1. İçeriğe git
  2. Ana menüye git
  3. DW'nin diğer sayfalarına git

Irkçı saldırılar endişe yaratıyor

Marcel Fürstenau / Berlin (Deutsche Welle) 21 Mart 2009

Almanya’da ırkçı şiddet olaylarında son yıllarda görülen artış uzmanları endişelendiriyor. İçişleri Bakanı Schaeuble, ırkçılıkla mücadelede problemleri küçümsemeden, önemli ilerlemeler kaydettikleri görüşünde.

https://p.dw.com/p/HGkt
Fotoğraf: AP

Almanya Anayasayı Koruma Dairesi'nin hazırladığı rapor, ürkütücü bilançoyu ortaya koyuyor. 2007 yılında 17 bin 176 aşırı sağcı eylem suç kayıtlarına geçti. Suçların üçte ikisini propaganda suçları oluşturuyor. Propaganda suçlarının en öne çıkanı ise anayasaya aykırı sembollerin taşınması. Bu sembollerin en ünlüsü de gamalı haç.

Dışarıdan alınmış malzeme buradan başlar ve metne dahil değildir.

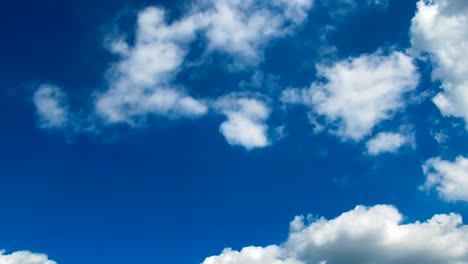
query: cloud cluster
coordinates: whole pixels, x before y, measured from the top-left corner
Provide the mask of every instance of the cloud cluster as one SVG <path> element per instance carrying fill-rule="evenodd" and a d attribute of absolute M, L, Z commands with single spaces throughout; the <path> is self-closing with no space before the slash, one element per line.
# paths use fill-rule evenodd
<path fill-rule="evenodd" d="M 39 126 L 45 129 L 62 128 L 69 118 L 65 95 L 60 88 L 44 84 L 33 96 Z"/>
<path fill-rule="evenodd" d="M 417 6 L 411 44 L 416 53 L 429 54 L 433 78 L 442 83 L 433 102 L 444 116 L 468 124 L 468 2 L 420 0 Z"/>
<path fill-rule="evenodd" d="M 414 223 L 403 223 L 403 219 L 388 205 L 357 206 L 331 220 L 309 218 L 306 222 L 298 216 L 283 244 L 228 249 L 203 264 L 468 263 L 468 226 L 460 215 L 434 215 Z"/>
<path fill-rule="evenodd" d="M 318 64 L 317 72 L 325 82 L 288 89 L 282 101 L 310 107 L 313 115 L 325 117 L 331 133 L 355 141 L 401 110 L 404 95 L 419 82 L 411 57 L 398 51 L 364 54 L 331 66 Z"/>
<path fill-rule="evenodd" d="M 402 133 L 380 132 L 366 142 L 367 153 L 376 156 L 395 153 L 402 146 L 411 143 L 411 137 Z"/>
<path fill-rule="evenodd" d="M 0 250 L 0 264 L 57 264 L 57 262 L 49 260 L 47 255 L 35 254 L 29 251 L 5 254 L 4 250 Z"/>
<path fill-rule="evenodd" d="M 447 201 L 468 202 L 468 159 L 462 156 L 454 161 L 432 158 L 423 165 L 426 182 L 423 190 L 435 189 Z"/>

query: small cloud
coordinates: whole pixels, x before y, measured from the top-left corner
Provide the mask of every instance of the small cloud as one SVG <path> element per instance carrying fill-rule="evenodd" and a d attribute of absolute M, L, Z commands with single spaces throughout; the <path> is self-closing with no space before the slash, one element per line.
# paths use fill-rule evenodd
<path fill-rule="evenodd" d="M 422 190 L 435 189 L 446 201 L 468 202 L 468 158 L 459 156 L 454 161 L 432 158 L 423 167 L 426 182 Z"/>
<path fill-rule="evenodd" d="M 377 156 L 382 153 L 396 153 L 402 146 L 411 144 L 411 137 L 400 133 L 380 132 L 366 142 L 367 153 Z"/>
<path fill-rule="evenodd" d="M 308 106 L 314 119 L 325 119 L 325 128 L 342 139 L 360 141 L 380 122 L 406 106 L 404 96 L 416 89 L 419 74 L 413 60 L 394 51 L 378 51 L 332 65 L 317 65 L 324 82 L 309 89 L 287 89 L 281 100 Z M 314 125 L 318 130 L 325 129 Z"/>
<path fill-rule="evenodd" d="M 265 102 L 233 94 L 218 99 L 215 108 L 227 117 L 220 132 L 230 145 L 252 150 L 270 144 L 266 121 L 271 110 Z"/>
<path fill-rule="evenodd" d="M 295 217 L 284 243 L 226 249 L 202 264 L 465 263 L 468 256 L 468 226 L 455 213 L 403 223 L 395 207 L 376 205 L 307 220 Z"/>

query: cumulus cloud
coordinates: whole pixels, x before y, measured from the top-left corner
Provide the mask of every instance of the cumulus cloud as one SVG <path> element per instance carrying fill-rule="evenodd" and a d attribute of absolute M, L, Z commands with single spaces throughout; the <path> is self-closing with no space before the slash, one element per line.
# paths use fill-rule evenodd
<path fill-rule="evenodd" d="M 468 2 L 420 0 L 417 7 L 412 47 L 417 54 L 429 54 L 432 76 L 442 83 L 433 102 L 444 116 L 464 118 L 468 124 Z"/>
<path fill-rule="evenodd" d="M 423 165 L 426 182 L 423 190 L 435 189 L 447 201 L 468 202 L 468 159 L 457 157 L 455 161 L 432 158 Z"/>
<path fill-rule="evenodd" d="M 395 153 L 409 144 L 410 138 L 401 133 L 380 132 L 366 142 L 367 153 L 376 156 L 382 153 Z"/>
<path fill-rule="evenodd" d="M 261 49 L 272 38 L 291 33 L 302 24 L 312 0 L 212 0 L 206 14 L 210 50 L 235 55 L 242 64 L 257 64 Z"/>
<path fill-rule="evenodd" d="M 240 252 L 225 249 L 219 256 L 207 258 L 202 264 L 302 264 L 297 259 L 283 258 L 278 246 L 246 247 Z"/>
<path fill-rule="evenodd" d="M 239 65 L 256 65 L 266 45 L 292 33 L 312 5 L 312 0 L 199 0 L 175 19 L 168 19 L 162 7 L 147 7 L 138 14 L 134 34 L 108 39 L 119 60 L 106 72 L 108 89 L 93 93 L 94 113 L 104 124 L 132 126 L 151 115 L 201 117 L 209 111 L 208 100 L 191 96 L 176 82 L 192 44 L 204 41 L 206 54 L 223 52 Z M 43 127 L 65 123 L 62 97 L 53 87 L 36 92 Z"/>
<path fill-rule="evenodd" d="M 110 123 L 129 124 L 148 114 L 200 117 L 208 111 L 204 100 L 174 83 L 190 44 L 200 34 L 209 52 L 222 51 L 237 63 L 256 64 L 262 48 L 302 23 L 311 7 L 311 0 L 205 0 L 171 23 L 163 8 L 148 7 L 139 13 L 133 45 L 122 38 L 111 41 L 111 50 L 122 59 L 110 69 L 110 89 L 97 96 L 97 113 Z"/>
<path fill-rule="evenodd" d="M 47 255 L 35 254 L 29 251 L 5 254 L 4 250 L 0 250 L 0 264 L 57 264 L 57 262 L 49 260 Z"/>
<path fill-rule="evenodd" d="M 287 89 L 282 101 L 310 107 L 312 116 L 326 119 L 330 132 L 355 141 L 403 109 L 404 95 L 419 82 L 412 59 L 398 51 L 365 54 L 316 67 L 318 77 L 325 81 L 314 82 L 309 89 Z"/>
<path fill-rule="evenodd" d="M 247 150 L 270 144 L 266 122 L 271 110 L 261 99 L 229 95 L 219 99 L 215 108 L 227 117 L 219 130 L 229 144 Z"/>
<path fill-rule="evenodd" d="M 39 126 L 46 129 L 62 128 L 68 121 L 68 107 L 60 88 L 44 84 L 33 96 Z"/>
<path fill-rule="evenodd" d="M 110 88 L 97 96 L 96 111 L 109 123 L 133 124 L 156 114 L 170 118 L 199 117 L 208 108 L 172 83 L 199 25 L 194 18 L 166 23 L 165 11 L 148 7 L 138 16 L 136 40 L 111 44 L 121 61 L 110 69 Z"/>
<path fill-rule="evenodd" d="M 458 214 L 403 223 L 394 207 L 357 206 L 335 219 L 298 216 L 287 241 L 266 248 L 227 250 L 203 264 L 414 264 L 468 263 L 468 226 Z M 252 256 L 270 262 L 248 262 Z"/>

Aşırı sağcı suç eylemlerinin 845'i yaralama olayları. İstatistikî olarak incelendiğinde her güne 2,3 yaralama olayı düşüyor. Gazetelerde bu konuyla ilgili her gün yeni bir haber çıkıyor. Almanya, yabancı aleyhtarlığı, Yahudi düşmanlığı ve ırkçılıkla ilgili saldırılara artık adeta alıştı..

Endişe veren örnekler

Oyuncu Bibiana Beglau, Berlin'de ırkçılığa karşı düzenlenen eylem haftasının açılış konuşmasında, elindeki kâğıttan polis raporlarına geçen ırkçı eylemlerden bazı örnekleri şöyle sıraladı:

"14 Ocak 2009: Dresden yakınlarındaki Pirna'da, koyu tenli bir kadın cadde ortasında ırkçı bir saldırıya uğradı. Polisin verdiği bilgiye göre, fail öncelikle 19 yaşındaki kadına ırkçı hakaretlerde bulundu, ardından da yüzüne yumruk attı.

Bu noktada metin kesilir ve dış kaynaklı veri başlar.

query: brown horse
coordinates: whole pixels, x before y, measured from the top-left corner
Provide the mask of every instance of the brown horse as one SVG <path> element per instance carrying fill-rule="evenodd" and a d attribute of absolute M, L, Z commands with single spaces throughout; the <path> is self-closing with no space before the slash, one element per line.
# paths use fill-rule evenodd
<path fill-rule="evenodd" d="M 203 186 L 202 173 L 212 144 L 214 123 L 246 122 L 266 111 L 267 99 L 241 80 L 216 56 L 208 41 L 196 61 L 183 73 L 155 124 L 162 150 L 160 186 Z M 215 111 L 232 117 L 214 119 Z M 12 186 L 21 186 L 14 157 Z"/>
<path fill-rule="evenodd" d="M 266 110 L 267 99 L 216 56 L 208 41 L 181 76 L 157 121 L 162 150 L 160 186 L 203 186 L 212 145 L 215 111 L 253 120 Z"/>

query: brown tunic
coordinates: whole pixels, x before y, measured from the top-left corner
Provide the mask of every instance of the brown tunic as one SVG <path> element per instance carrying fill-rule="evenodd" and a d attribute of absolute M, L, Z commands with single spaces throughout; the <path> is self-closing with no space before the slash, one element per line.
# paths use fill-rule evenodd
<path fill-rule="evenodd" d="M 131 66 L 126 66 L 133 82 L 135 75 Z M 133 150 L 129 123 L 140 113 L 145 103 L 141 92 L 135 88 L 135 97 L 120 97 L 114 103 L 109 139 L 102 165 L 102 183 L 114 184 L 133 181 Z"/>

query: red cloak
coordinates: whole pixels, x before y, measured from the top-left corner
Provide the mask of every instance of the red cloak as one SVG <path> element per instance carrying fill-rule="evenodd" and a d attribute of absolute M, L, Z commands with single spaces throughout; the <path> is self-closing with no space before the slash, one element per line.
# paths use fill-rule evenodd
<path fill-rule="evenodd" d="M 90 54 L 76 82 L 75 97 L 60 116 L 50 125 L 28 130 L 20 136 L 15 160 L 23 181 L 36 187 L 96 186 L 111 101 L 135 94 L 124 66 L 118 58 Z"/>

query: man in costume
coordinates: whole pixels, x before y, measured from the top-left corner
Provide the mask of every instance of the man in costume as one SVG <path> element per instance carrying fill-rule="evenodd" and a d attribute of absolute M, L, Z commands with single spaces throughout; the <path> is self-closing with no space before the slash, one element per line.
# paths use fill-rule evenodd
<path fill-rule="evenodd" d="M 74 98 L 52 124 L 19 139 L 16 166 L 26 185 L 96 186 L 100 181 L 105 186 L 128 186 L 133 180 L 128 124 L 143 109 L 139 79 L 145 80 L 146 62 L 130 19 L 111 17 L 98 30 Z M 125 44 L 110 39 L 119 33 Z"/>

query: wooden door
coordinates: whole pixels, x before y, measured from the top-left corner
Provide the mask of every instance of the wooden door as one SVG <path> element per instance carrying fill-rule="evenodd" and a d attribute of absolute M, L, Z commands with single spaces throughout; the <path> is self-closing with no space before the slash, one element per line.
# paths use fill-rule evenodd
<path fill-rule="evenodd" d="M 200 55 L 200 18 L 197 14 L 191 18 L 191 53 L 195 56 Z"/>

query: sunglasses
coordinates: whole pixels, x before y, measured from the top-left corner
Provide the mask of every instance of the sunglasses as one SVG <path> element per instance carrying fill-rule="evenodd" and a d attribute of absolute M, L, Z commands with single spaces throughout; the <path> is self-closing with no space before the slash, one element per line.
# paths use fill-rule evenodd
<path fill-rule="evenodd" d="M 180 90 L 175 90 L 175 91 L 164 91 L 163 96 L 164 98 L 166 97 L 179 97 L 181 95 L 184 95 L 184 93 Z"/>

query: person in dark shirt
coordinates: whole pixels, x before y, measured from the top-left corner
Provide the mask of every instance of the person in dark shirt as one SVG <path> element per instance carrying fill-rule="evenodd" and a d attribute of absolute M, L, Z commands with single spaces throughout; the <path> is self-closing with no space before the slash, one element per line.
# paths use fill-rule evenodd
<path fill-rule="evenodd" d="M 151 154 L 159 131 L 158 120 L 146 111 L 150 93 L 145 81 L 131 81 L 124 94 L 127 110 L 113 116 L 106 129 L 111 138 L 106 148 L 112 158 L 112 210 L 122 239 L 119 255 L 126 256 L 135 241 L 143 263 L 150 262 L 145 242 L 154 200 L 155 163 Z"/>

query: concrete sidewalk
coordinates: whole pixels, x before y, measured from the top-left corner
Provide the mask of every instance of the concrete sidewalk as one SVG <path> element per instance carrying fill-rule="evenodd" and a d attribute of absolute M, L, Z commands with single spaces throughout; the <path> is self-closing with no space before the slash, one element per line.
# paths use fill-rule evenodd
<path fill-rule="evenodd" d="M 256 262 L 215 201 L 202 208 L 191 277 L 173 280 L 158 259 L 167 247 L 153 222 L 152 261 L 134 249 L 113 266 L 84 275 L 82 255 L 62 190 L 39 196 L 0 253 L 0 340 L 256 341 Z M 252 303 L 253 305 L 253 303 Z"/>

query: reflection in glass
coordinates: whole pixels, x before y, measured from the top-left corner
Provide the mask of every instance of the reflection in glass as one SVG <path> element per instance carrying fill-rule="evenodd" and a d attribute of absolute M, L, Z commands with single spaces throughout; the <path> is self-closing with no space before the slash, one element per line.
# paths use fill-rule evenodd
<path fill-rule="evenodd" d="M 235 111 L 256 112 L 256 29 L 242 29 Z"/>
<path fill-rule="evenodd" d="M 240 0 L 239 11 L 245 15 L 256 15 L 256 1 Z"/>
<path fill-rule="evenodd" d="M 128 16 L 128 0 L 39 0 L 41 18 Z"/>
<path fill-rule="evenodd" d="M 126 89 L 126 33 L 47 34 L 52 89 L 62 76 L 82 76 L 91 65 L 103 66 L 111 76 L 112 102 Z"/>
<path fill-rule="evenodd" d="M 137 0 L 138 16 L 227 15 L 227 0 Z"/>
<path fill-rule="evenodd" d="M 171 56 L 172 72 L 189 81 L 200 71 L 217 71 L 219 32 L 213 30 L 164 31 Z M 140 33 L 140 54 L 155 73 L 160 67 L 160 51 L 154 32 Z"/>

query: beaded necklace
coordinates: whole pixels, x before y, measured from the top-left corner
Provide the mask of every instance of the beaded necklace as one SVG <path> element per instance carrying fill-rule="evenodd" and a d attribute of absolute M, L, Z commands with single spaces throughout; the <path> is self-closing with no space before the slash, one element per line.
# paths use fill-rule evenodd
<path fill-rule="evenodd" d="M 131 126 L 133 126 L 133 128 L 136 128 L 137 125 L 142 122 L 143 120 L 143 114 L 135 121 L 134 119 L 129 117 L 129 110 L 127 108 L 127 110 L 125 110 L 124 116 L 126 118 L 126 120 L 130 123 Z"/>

12 Şubat 2009, Berlin: Angola uyruklu, koyu tenli bir adam, 22 ve 42 yaşlarındaki iki adamın ırkçı hakaretlerine ve saldırılarına maruz kaldı."

Liste uzayıp gidiyor. Bibiana Beglau ve Matthias Freihof, Almancası "Gesicht zeigen" olan, Tavrını Göster İnisiyatifi'nin basın konferansında, yaklaşık 20 dakika boyunca bu korkutucu haberleri okumaya devam ediyorlar. 2000 yılından beri Alman medyasının tanınmış pek çok ismi, inisiyatife destek veriyor.

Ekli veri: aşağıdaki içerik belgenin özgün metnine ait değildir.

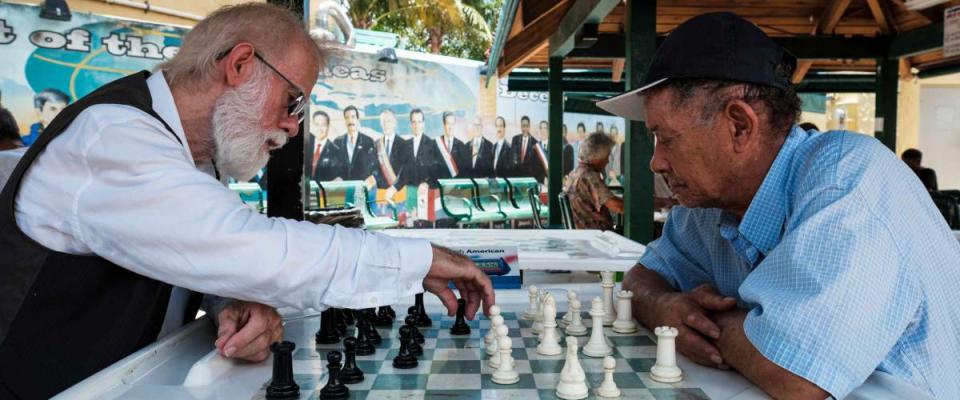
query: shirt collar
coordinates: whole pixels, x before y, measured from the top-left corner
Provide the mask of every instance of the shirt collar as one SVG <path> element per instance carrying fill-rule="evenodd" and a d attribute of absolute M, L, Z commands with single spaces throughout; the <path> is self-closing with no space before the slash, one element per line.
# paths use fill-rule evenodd
<path fill-rule="evenodd" d="M 157 115 L 163 118 L 163 120 L 170 125 L 170 128 L 173 128 L 173 133 L 176 134 L 183 143 L 183 150 L 187 153 L 190 162 L 196 166 L 196 162 L 193 160 L 193 154 L 190 153 L 190 144 L 187 141 L 187 135 L 184 133 L 183 124 L 180 122 L 177 104 L 173 101 L 173 93 L 170 91 L 170 86 L 167 85 L 167 80 L 163 77 L 163 71 L 157 71 L 147 78 L 147 88 L 150 90 L 153 111 L 156 111 Z"/>
<path fill-rule="evenodd" d="M 740 222 L 740 233 L 764 255 L 769 254 L 783 236 L 783 225 L 787 217 L 786 186 L 791 172 L 790 164 L 806 136 L 805 131 L 793 127 Z"/>

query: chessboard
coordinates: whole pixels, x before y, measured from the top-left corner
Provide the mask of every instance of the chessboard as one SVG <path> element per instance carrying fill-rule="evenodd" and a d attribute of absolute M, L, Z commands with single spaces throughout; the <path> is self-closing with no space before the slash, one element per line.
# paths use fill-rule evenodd
<path fill-rule="evenodd" d="M 406 310 L 406 306 L 394 306 L 396 310 Z M 403 316 L 394 321 L 392 327 L 380 327 L 378 332 L 382 343 L 376 352 L 369 356 L 357 356 L 357 365 L 364 372 L 365 379 L 357 384 L 347 385 L 351 399 L 555 399 L 556 384 L 564 364 L 564 353 L 557 356 L 544 356 L 537 353 L 537 334 L 532 333 L 532 321 L 518 318 L 522 311 L 519 307 L 505 307 L 500 314 L 508 328 L 508 336 L 513 339 L 513 358 L 520 381 L 512 385 L 499 385 L 491 380 L 494 372 L 484 350 L 483 336 L 490 327 L 490 320 L 478 316 L 468 321 L 471 327 L 469 335 L 450 334 L 454 317 L 446 314 L 430 313 L 431 327 L 420 328 L 425 337 L 423 355 L 418 357 L 419 365 L 413 369 L 395 369 L 391 361 L 399 352 L 398 330 Z M 590 315 L 581 313 L 584 324 L 590 326 Z M 558 313 L 558 319 L 563 314 Z M 293 321 L 286 326 L 286 340 L 296 344 L 293 352 L 294 380 L 300 386 L 301 399 L 318 399 L 320 389 L 326 384 L 326 371 L 318 372 L 318 367 L 326 363 L 326 353 L 330 350 L 342 351 L 342 342 L 330 345 L 318 345 L 314 333 L 320 328 L 320 318 L 311 317 Z M 347 334 L 354 333 L 354 327 L 347 328 Z M 652 334 L 641 328 L 635 334 L 619 334 L 610 327 L 604 328 L 609 343 L 613 346 L 616 360 L 614 380 L 622 391 L 622 399 L 709 399 L 700 387 L 691 381 L 664 384 L 650 378 L 650 368 L 656 362 L 656 343 Z M 561 332 L 561 338 L 565 335 Z M 587 343 L 589 333 L 578 337 L 582 350 Z M 564 346 L 566 340 L 561 340 Z M 588 398 L 597 398 L 594 390 L 603 380 L 603 358 L 591 358 L 580 353 L 580 363 L 586 373 L 587 386 L 591 390 Z M 269 378 L 263 382 L 258 393 L 252 399 L 264 399 Z"/>

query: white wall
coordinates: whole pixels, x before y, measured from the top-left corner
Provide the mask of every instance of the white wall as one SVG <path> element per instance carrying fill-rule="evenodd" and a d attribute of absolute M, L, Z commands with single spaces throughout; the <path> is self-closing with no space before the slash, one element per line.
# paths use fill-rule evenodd
<path fill-rule="evenodd" d="M 920 88 L 919 150 L 940 189 L 960 188 L 960 87 Z"/>

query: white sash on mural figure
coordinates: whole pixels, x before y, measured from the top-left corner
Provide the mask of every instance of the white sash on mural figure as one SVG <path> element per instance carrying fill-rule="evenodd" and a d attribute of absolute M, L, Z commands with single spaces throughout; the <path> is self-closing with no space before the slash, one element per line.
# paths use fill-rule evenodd
<path fill-rule="evenodd" d="M 447 146 L 444 144 L 444 137 L 440 136 L 436 139 L 437 148 L 440 149 L 440 156 L 443 157 L 443 162 L 447 164 L 447 170 L 450 171 L 450 177 L 456 178 L 460 174 L 460 169 L 457 168 L 457 162 L 454 161 L 453 156 L 450 155 L 450 151 L 447 150 Z M 453 143 L 450 144 L 453 146 Z"/>
<path fill-rule="evenodd" d="M 383 179 L 387 180 L 387 186 L 393 186 L 397 182 L 397 174 L 393 172 L 393 164 L 390 163 L 390 155 L 387 154 L 387 145 L 384 137 L 377 141 L 377 159 L 380 161 L 380 172 L 383 173 Z"/>

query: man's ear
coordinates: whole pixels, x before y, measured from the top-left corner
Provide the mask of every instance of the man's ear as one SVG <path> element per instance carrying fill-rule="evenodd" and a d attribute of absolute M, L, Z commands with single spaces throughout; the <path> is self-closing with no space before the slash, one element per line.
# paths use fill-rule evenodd
<path fill-rule="evenodd" d="M 733 151 L 743 152 L 748 145 L 760 139 L 760 119 L 753 107 L 743 100 L 731 100 L 723 114 L 733 125 L 730 133 Z"/>
<path fill-rule="evenodd" d="M 237 87 L 250 79 L 256 62 L 254 54 L 253 44 L 249 42 L 240 42 L 233 46 L 219 63 L 223 71 L 224 84 Z"/>

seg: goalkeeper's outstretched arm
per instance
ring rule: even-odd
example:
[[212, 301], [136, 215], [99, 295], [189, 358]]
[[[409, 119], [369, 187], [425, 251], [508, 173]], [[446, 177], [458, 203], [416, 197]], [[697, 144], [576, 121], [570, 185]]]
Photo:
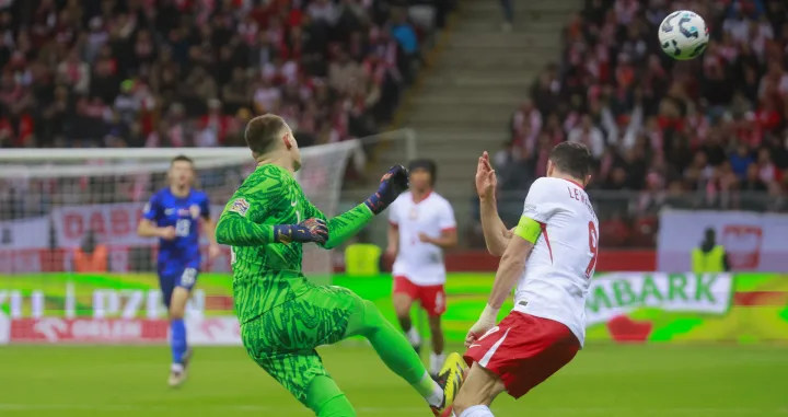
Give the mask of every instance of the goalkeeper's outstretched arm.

“Toplum direnç göstermeli”

İnisiyatifin başkanlığını yapan eski hükümet sözcüsü Uwe-Karsten Heye, herkese şu çağrıyı yapıyor:

"Sivil toplum ne kadar güçlü ve işteki, okuldaki, cemiyetteki direnç ne kadar büyük olursa; her türlü ayrımcılık ve ırkçılıkla mücadele etme şansı da o kadar büyük olacaktır."

Heye, Neonazilerin gökten zembille inmediğini, ırkçılığı çevrelerinden öğrendikleri söylüyor. Yüz binlerce gencin diplomaya ve mesleki perspektife sahip olmadığını belirten Heye, bunun elbette ırkçılık ve yabancı düşmanlığını haklı çıkarmayacağının altını çiziyor. Ancak Heye'e göre, yaşanan durumun irdelenmesine yardımcı olması açısından, bu üzerinde düşünülmesi gereken bir nokta.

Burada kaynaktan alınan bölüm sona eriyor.